Puoi segnalare il ritardo contattando la ASL di appartenenza, richiedendo chiarimenti e soluzioni alternative. In caso di mancata risposta, invia una comunicazione formale via PEC. Se superi i tempi massimi, hai diritto a ricevere la prestazione tramite ALPI o struttura privata accreditata senza costi aggiuntivi.
Quali sono i tempi massimi per una visita?
I tempi variano in base alla classe di priorità: le visite urgenti (U) entro poche ore, le visite brevi (B) entro 30 giorni, le visite differibili (D) entro 60 giorni. Le visite programmabili (P) possono avere attese fino a 12 mesi. La priorità breve prevede al massimo 10 giorni.
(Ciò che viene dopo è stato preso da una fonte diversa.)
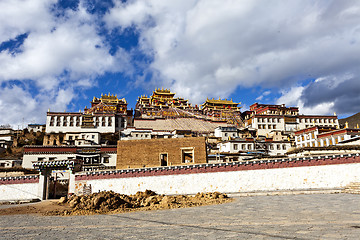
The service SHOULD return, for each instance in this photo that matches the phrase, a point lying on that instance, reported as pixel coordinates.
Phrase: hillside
(352, 120)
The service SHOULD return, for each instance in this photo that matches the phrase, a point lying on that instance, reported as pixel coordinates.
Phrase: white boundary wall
(294, 178)
(21, 191)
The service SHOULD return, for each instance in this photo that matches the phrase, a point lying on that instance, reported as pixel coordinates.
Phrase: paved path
(319, 216)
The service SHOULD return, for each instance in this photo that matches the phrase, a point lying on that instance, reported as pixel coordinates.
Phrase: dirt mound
(111, 202)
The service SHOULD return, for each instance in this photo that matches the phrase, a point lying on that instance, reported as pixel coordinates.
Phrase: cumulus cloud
(209, 48)
(19, 107)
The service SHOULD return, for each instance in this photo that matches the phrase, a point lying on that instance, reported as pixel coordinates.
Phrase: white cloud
(19, 107)
(209, 48)
(60, 54)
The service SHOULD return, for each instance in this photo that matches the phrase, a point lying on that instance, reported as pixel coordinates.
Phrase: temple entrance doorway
(58, 184)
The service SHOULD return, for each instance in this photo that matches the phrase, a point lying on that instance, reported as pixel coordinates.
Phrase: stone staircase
(353, 187)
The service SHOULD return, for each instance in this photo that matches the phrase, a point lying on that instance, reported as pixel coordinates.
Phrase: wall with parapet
(328, 172)
(19, 188)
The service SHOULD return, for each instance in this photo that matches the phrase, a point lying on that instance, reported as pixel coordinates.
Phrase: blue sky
(60, 54)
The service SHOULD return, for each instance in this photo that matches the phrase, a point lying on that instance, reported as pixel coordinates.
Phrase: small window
(163, 159)
(106, 160)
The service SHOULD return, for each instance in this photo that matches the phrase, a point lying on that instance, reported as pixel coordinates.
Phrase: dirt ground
(110, 202)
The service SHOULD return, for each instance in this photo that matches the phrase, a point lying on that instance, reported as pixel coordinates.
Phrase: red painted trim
(338, 132)
(228, 168)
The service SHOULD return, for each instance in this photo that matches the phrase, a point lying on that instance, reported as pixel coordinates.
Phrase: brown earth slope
(352, 121)
(111, 202)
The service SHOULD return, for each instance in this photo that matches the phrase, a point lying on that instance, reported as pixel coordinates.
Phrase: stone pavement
(315, 216)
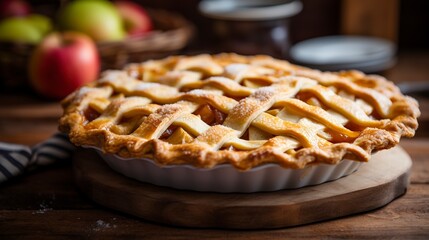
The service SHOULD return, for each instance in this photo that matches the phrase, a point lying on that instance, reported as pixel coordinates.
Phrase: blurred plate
(341, 50)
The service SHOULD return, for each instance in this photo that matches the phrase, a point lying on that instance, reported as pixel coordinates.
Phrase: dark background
(318, 18)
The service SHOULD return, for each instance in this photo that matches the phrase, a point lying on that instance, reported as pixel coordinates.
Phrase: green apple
(99, 19)
(42, 23)
(19, 30)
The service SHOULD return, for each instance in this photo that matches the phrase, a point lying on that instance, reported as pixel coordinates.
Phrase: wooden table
(45, 203)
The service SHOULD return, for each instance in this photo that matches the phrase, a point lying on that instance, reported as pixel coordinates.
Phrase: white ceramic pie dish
(225, 178)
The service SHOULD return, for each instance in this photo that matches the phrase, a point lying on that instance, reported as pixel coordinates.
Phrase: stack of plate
(333, 53)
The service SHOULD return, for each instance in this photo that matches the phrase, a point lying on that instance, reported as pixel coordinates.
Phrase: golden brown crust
(266, 111)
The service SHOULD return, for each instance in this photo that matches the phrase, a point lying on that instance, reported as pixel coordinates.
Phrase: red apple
(137, 21)
(63, 62)
(12, 8)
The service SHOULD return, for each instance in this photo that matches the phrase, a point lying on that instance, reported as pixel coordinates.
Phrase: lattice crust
(246, 111)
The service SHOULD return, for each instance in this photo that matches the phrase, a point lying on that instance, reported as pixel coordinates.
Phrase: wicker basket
(172, 33)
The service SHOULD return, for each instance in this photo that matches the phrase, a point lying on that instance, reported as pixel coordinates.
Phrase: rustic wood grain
(375, 184)
(405, 218)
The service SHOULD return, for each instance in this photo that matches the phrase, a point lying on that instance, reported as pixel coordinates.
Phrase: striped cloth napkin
(15, 159)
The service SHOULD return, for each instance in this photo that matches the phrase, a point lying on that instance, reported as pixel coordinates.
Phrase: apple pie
(246, 111)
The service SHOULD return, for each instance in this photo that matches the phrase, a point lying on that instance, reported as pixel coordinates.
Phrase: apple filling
(208, 114)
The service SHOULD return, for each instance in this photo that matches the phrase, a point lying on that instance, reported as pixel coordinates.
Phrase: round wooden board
(376, 183)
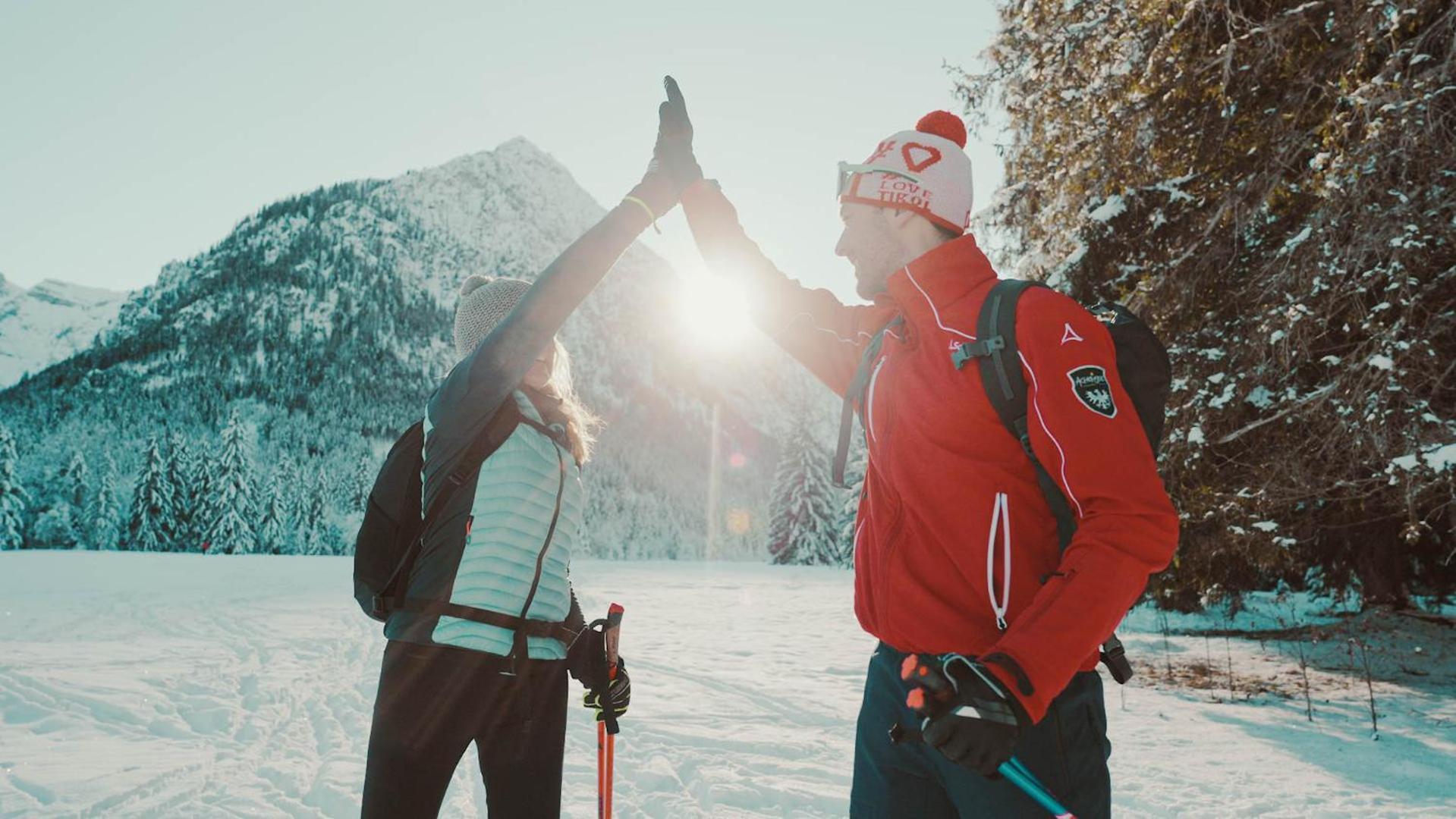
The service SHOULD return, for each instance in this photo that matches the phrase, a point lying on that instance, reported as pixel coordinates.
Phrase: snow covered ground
(193, 686)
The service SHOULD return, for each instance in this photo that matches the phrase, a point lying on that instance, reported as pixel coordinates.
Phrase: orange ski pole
(608, 728)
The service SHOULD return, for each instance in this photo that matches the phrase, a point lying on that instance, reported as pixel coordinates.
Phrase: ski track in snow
(194, 686)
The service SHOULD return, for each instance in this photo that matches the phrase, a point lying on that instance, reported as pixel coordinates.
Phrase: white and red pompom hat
(923, 171)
Cos’è il CUP nella sanità?
Il CUP (Centro Unico di Prenotazione) è il sistema che permette di prenotare visite specialistiche, esami diagnostici e ricoveri presso le strutture del Servizio Sanitario Nazionale. Può essere fisico (presso gli sportelli ASL) o telefonico/online.
Posso scegliere struttura per evitare attese?
Sì, in caso di superamento dei tempi massimi puoi richiedere l’erogazione della prestazione presso un’altra struttura pubblica, anche in altra regione. Se anche questo non è possibile nei tempi, hai diritto a rivolgerti ad una struttura privata accreditata senza costi aggiuntivi.
Chi monitora le liste di attesa nazionali?
AGENAS (Agenzia Nazionale per i Servizi Sanitari Regionali) gestisce la Piattaforma Nazionale Liste di Attesa (PNLA) e pubblica i dati aggiornati sul Portale Trasparenza. Il Ministero della Salute supervisiona il sistema. La Conferenza Stato-Regioni fornisce pareri su audit e linee guida.
Cosa fare se supero i tempi di attesa?
Rivolgiti al CUP della tua ASL segnalando il superamento. Se non ottieni risposta, contatta l’URP o invia una PEC. In alternativa, puoi richiedere la prestazione presso altra struttura pubblica regionale o nazionale. Come extrema ratio, il SSN deve garantirti la prestazione tramite ALPI o privato accreditato senza costi per te.
Esistono esenzioni dalle liste di attesa?
Alcune categorie di pazienti (oncologici, persone con disabilità certificata, donne in gravidanza per controlli specifici) possono accedere a percorsi preferenziali. I PDTA (Percorsi Diagnostico Terapeutici Assistenziali) prevedono agende dedicate per patologie specifiche. Non esiste however un’esenzione generalizzata: tutto dipende dalla priorità clinica assegnata.
Per il cittadino italiano che ha bisogno di una visita specialistica, il messaggio è chiaro: dal 2024 esistono strumenti formali per pretendere il rispetto dei tempi e, se necessario, per ottenere la prestazione senza attendere mesi in più. La PNLA ha reso trasparente un sistema che prima era opaco — e la trasparenza è il primo passo verso l’efficienza.